The bill on which Cline voted AYE passed the House in the last session of Congress, but was not acted on in the Senate. So the House sponsors reintroduced it this year.

But when the bill came up for a vote in the current session, as I reported, Cline voted NO.

What I didn’t realize until now is that that the bill Cline voted for in September 2020 and the bill he voted against in May 2021 are word-for-word exactly the same.

See for yourself: Here is the text of the 2020 Pregnant Workers Fairness Act which Cline supported. Here is the text of the 2021 Pregnant Workers Fairness Act which Cline opposed.

The bill would require private-sector employers with 15 or more workers to make “reasonable accommodations” for pregnant employees. Those accommodations could come in the form of water and bathroom breaks, stools, or a reduction in lifting requirements.

The bill would also protect workers from retaliation after making those requests and from being forced into taking unpaid leave.

So why, between September and May, did Cline change his mind and decide that he didn’t want to protect the rights of pregnant workers after all?

Ask him. Please.

Guess who voted NO?

The Roanoke Times reports:

A smoother ride on the Blue Ridge Parkway, a better bridge to the Roaring Run Recreation Area and improvements to the Virginia Creeper Trail are on the list of regional projects to be funded by the federal government.

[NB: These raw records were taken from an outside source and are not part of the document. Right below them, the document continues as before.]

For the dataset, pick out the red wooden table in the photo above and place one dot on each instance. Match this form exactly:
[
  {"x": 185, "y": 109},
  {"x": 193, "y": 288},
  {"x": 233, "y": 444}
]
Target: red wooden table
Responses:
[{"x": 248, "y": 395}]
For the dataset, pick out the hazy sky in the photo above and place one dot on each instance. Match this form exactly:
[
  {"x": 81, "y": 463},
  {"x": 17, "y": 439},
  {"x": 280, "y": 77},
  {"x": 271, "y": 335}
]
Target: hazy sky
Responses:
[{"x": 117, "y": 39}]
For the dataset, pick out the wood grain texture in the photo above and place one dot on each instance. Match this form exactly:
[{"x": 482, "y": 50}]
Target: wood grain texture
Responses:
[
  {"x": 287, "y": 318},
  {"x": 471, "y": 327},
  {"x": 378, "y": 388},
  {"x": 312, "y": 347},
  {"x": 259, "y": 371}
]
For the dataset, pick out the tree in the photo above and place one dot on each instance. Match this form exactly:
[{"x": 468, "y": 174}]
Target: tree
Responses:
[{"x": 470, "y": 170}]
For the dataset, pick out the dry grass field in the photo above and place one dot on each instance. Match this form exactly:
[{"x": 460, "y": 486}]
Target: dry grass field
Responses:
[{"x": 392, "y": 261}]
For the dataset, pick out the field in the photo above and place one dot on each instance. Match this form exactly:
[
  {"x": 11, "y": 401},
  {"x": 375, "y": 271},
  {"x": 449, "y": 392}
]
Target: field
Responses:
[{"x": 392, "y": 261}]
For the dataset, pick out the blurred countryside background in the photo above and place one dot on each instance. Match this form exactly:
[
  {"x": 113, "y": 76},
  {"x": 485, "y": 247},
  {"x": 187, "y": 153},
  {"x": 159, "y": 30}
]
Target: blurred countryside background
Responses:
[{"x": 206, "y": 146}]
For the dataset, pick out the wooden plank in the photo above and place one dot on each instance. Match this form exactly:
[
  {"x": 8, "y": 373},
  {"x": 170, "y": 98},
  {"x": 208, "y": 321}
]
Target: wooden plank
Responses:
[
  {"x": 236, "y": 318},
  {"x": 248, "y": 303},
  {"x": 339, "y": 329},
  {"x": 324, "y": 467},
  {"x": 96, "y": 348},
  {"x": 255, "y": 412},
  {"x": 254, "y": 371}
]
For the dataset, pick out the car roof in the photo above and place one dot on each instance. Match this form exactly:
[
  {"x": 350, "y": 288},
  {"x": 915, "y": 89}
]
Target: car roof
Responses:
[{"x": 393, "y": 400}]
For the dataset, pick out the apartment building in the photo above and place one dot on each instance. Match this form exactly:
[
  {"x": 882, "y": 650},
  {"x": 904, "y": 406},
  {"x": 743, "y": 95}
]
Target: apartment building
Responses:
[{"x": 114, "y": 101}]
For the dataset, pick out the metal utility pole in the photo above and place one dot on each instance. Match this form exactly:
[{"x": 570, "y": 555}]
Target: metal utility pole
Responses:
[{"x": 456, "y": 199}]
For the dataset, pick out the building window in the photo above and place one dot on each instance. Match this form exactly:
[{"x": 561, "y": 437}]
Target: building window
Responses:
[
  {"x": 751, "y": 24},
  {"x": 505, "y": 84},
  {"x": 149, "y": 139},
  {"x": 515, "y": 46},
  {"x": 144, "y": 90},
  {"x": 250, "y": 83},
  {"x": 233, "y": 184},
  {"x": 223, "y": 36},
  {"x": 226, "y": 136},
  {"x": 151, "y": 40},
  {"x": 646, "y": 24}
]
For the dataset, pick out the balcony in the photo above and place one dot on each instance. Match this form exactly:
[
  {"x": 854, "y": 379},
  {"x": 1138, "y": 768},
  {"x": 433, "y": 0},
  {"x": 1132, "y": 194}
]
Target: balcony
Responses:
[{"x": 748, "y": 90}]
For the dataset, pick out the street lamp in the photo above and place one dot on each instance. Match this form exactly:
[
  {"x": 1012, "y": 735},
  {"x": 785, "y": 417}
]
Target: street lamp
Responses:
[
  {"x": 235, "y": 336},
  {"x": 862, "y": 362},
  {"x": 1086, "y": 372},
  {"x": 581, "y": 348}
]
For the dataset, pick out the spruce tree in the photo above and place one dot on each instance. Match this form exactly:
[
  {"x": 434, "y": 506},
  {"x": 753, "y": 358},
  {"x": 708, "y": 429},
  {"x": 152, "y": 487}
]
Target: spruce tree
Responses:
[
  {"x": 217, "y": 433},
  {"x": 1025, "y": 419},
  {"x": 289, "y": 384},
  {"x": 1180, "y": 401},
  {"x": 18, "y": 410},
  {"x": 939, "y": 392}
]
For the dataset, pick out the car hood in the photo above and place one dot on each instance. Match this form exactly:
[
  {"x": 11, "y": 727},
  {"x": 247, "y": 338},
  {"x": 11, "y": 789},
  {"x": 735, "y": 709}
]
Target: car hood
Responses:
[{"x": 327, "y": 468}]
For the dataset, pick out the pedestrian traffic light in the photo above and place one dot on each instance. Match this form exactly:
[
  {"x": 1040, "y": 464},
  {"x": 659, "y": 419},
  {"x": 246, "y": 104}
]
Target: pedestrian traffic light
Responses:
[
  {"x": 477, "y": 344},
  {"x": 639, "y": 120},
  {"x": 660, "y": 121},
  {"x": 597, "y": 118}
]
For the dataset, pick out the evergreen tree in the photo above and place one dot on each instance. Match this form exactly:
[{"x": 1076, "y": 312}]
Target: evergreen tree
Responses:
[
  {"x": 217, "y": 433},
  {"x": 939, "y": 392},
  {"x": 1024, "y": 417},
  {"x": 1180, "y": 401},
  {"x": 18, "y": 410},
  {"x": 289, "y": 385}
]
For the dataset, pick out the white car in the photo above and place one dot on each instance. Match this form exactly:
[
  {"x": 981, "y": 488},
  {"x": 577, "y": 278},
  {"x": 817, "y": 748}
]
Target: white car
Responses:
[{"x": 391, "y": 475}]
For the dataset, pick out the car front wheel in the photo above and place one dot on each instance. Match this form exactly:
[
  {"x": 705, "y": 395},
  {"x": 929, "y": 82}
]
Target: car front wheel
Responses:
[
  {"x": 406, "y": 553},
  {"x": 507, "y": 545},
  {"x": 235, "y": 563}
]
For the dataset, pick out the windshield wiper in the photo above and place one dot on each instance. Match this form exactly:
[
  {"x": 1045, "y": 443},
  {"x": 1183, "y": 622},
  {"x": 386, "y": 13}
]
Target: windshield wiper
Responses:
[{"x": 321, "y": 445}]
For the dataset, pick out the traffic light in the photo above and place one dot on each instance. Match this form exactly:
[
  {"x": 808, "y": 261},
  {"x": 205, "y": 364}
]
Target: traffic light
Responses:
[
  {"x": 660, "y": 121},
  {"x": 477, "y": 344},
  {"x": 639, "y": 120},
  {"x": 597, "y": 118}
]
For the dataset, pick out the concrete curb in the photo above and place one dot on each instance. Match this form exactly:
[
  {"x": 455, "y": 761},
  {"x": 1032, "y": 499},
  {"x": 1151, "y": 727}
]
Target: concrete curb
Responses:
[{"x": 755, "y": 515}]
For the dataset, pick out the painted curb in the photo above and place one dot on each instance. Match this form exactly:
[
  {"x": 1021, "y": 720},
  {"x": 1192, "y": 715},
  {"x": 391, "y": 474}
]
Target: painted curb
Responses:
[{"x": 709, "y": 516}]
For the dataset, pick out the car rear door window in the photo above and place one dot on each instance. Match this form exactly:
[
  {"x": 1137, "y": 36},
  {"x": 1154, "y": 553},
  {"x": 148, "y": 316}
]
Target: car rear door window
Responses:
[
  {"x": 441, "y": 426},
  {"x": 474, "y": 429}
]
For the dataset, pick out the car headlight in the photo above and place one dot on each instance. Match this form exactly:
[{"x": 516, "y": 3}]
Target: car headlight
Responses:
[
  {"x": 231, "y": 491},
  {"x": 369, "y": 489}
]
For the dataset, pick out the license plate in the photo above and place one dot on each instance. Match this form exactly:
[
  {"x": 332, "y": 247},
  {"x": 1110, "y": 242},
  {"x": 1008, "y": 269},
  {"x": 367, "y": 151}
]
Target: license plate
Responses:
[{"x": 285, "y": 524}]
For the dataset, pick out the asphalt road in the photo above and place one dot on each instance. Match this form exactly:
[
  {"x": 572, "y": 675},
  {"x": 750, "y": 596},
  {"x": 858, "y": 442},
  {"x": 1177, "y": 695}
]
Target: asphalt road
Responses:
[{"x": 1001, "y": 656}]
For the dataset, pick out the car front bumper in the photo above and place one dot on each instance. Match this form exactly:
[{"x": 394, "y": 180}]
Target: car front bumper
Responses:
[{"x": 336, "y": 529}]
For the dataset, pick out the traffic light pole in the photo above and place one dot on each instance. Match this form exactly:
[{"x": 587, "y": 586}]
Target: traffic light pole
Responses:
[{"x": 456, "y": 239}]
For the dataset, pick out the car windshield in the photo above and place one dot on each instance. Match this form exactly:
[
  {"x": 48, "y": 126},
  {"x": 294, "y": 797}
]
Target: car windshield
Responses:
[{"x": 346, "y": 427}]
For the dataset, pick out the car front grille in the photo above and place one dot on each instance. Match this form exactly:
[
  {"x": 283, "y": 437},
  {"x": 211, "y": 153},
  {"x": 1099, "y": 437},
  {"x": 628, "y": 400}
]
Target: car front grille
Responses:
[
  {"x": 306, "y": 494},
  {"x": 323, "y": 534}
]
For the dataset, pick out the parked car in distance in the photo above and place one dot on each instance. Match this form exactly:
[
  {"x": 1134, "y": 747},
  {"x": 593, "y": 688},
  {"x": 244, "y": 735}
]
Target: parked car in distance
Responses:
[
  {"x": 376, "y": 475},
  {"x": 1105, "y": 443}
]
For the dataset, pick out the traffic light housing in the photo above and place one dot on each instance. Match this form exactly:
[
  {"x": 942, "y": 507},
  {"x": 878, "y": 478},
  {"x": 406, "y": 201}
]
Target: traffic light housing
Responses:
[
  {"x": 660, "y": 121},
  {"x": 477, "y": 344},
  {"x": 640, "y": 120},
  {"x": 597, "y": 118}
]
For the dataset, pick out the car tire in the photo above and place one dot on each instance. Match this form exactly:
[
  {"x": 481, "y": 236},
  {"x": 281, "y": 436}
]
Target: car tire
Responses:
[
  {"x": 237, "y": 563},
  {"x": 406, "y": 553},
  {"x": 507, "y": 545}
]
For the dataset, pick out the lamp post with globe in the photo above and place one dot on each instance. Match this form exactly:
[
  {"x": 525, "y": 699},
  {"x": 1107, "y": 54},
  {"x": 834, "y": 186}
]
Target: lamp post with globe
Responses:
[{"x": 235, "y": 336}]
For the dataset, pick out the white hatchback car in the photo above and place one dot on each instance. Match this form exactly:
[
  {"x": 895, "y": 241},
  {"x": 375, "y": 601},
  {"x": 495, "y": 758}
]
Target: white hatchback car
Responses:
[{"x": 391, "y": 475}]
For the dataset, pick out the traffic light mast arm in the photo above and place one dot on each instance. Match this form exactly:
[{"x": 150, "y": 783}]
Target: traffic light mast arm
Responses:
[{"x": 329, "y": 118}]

Nearly $1.5 million for projects in the George Washington and Jefferson National Forests is proposed under the Great American Outdoors Act in the coming fiscal year, the U.S. Forest Service said Friday.

Another $32.8 million will go to repave a 24-mile stretch of the Blue Ridge Parkway from near Bedford to just south of Roanoke Mountain. A construction timeline will not be known until a contact is awarded, according to parkway spokeswoman Leesa Brandon.

Let’s make sure that every resident of the Sixth District who enjoys these amenities, every business owner who benefits from the increase in visitors, every worker who is gainfully employed on these projects, knows that Congressman Cline voted NO.